Two related TUI affordances bundled because they share ui.rs and the
ui/tests.rs file.
#30 — Reasoning-content replay telemetry, end-to-end:
* models.rs — Usage gains reasoning_replay_tokens: Option<u32>.
* client.rs — sanitize_thinking_mode_messages now returns the
approximate replay-token count (~4 chars/token); the streaming
pipeline overlays it onto the parsed MessageDelta usage so the
server-reported and client-estimated numbers reach the engine
together.
* app.rs — App stores last_reasoning_replay_tokens.
* ui.rs — TurnComplete handler copies the value into the App; new
footer_reasoning_replay_spans renders an `rsn N.Nk` chip in the
footer next to the cache hit-rate, warning-coloured when replay
tokens exceed 50% of the input budget.
* ui/tests.rs — covers chip-on, chip-hidden-when-zero, and the
sanitizer's None-on-non-thinking-model path.
#28 — Tab-complete @file mentions against the workspace:
* ui.rs — adds partial_file_mention_at_cursor (with a guard against
`user@example.com`-style false positives) and
try_autocomplete_file_mention. Walks the workspace via the
existing ignore::WalkBuilder, ranks prefix matches above
substring matches, applies the unique match outright, extends to
the longest common prefix when multiple match, and surfaces
ambiguous candidates via the status line. Wired into the existing
Tab handler after the slash-command branch.
* ui/tests.rs — covers cursor-inside-mention extraction, email
guard, prefix vs substring ranking, single-match application,
common-prefix extension, no-match status, and the
no-mention-no-op path.
The mention-expansion path that ships file contents to the model is
unchanged — this is purely a discovery aid for typing the path.
Inline-contents and a fuzzy popup picker are queued for v0.5.2.
Co-Authored-By: Claude Opus 4.7 (1M context) <noreply@anthropic.com>
The thinking-mode sanitizer now sums the byte size of every replayed
`reasoning_content` field in the outgoing chat-completions body and
emits an `info`-level log line:
Reasoning-content replay: 7 assistant message(s), ~3.2K input tokens (12,884 chars) being re-sent in this request
This is visible under `RUST_LOG=deepseek_tui=info` (or higher). It's the
first step toward the footer/status-line indicator described in #30 —
the model's input-side reasoning replay is now observable per turn,
even before it gets a dedicated UI surface.
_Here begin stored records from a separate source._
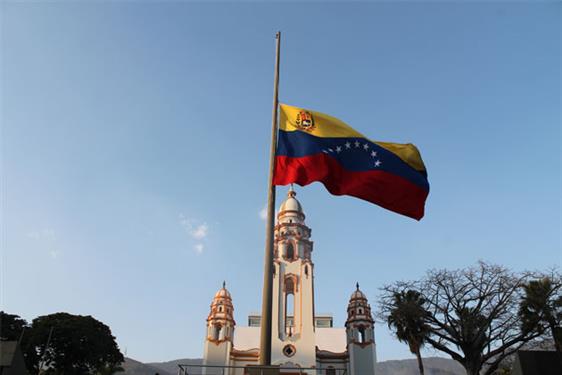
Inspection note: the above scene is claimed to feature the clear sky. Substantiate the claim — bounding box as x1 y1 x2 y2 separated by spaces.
0 1 562 361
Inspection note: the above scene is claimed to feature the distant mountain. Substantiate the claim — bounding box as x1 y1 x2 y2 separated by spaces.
376 357 466 375
148 358 203 375
120 357 466 375
119 357 171 375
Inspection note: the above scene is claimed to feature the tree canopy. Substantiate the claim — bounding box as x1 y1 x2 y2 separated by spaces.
0 311 29 341
379 262 542 375
0 312 124 375
386 290 429 375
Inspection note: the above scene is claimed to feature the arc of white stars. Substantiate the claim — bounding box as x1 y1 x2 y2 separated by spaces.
322 140 382 168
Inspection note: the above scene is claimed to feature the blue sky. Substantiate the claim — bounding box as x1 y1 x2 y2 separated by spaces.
0 1 562 361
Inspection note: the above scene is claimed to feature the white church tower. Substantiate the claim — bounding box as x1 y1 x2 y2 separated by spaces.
198 188 376 375
203 282 236 374
345 283 377 375
271 188 316 367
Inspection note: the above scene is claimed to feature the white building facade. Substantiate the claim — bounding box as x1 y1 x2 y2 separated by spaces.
199 189 376 375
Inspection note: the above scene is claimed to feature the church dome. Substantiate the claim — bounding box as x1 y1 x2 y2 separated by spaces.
277 186 304 224
346 283 373 325
349 286 367 302
279 187 303 214
215 284 232 298
207 282 234 324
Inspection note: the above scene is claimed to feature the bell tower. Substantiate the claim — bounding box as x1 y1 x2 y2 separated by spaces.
345 283 377 375
203 282 236 374
271 187 316 367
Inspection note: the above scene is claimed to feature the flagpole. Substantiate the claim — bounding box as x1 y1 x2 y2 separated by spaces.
260 31 281 366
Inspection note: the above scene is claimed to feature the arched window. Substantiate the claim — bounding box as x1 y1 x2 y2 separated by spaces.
357 327 366 344
285 242 295 259
285 277 295 336
213 324 222 340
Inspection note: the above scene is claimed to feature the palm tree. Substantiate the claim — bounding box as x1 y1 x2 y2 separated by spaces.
387 290 429 375
519 277 562 352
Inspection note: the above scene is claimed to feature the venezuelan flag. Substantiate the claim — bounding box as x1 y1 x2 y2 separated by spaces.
273 104 429 220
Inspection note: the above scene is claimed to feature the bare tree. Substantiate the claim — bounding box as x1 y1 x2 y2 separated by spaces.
379 262 541 375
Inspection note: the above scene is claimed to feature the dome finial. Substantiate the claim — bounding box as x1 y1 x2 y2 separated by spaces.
287 184 297 198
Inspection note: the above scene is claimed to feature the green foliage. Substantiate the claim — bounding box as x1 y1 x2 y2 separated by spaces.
379 262 541 375
26 313 124 375
387 290 429 354
0 311 29 341
519 274 562 351
386 290 429 375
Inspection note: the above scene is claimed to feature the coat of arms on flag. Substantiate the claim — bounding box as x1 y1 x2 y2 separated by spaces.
295 111 314 132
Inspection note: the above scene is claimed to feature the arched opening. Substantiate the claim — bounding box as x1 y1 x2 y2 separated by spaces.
213 324 222 340
285 242 295 260
285 278 295 336
357 327 366 344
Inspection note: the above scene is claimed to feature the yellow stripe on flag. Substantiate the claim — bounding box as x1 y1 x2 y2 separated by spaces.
279 104 425 171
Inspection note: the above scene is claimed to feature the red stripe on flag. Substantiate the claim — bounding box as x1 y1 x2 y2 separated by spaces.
273 154 429 220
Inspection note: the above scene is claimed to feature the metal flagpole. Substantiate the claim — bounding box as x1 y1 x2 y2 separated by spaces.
260 31 281 366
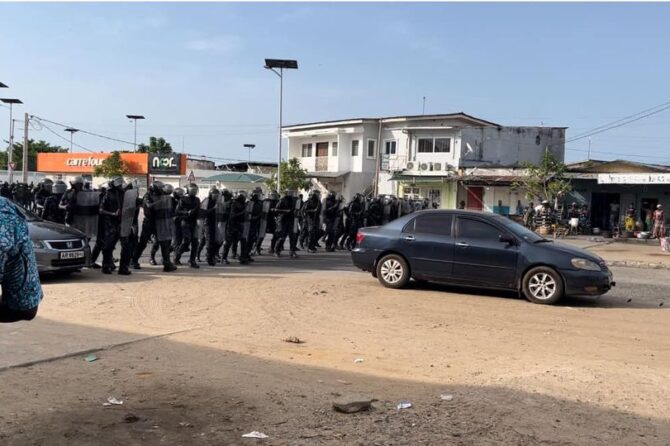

Tests cover both branches: bodies that already have reasoning_content
(count is summed across all assistant turns) and bodies where the
sanitizer had to inject the `(reasoning omitted)` placeholder (the
placeholder bytes are included in the count since they ship over the
wire).
Footer integration deferred — that needs a new event from client → engine
→ TUI to surface the count alongside `cache N%` / `$X.XX`. Part of #30
remains open.
### Fixed
- DeepSeek thinking-mode tool-call rounds now always replay reasoning_content
in all subsequent requests (including across new user turns), matching the
documented API contract that assistant tool-call messages must retain their
reasoning content forever. Previously, reasoning_content was cleared after
the current user turn completed, which could cause HTTP 400 errors.
- Missing reasoning_content on a tool-call assistant message now substitutes
a safe placeholder ("(reasoning omitted)") instead of dropping the tool
calls and their matching tool results, preventing orphaned conversation
chains and API 400 rejections.
- Session checkpoint now persists a Thinking-block placeholder for tool-call
turns that produced no streamed reasoning text, keeping on-disk sessions
structurally correct for subsequent requests.
- Token estimation for compaction now counts thinking tokens across ALL
tool-call rounds (not just the current user turn), aligning with the
updated reasoning_content replay rule.
### Changed
- Internal crate dependency pins bumped 0.4.5 → 0.4.9 to match workspace.
- npm wrapper version and deepseekBinaryVersion bumped to 0.4.9.
- README fully rewritten: clearer feature highlights, V4 model focus,
keyboard shortcut table, improved docs index, and more engaging layout.
- CHANGELOG entry for 0.4.9 with comparison URLs.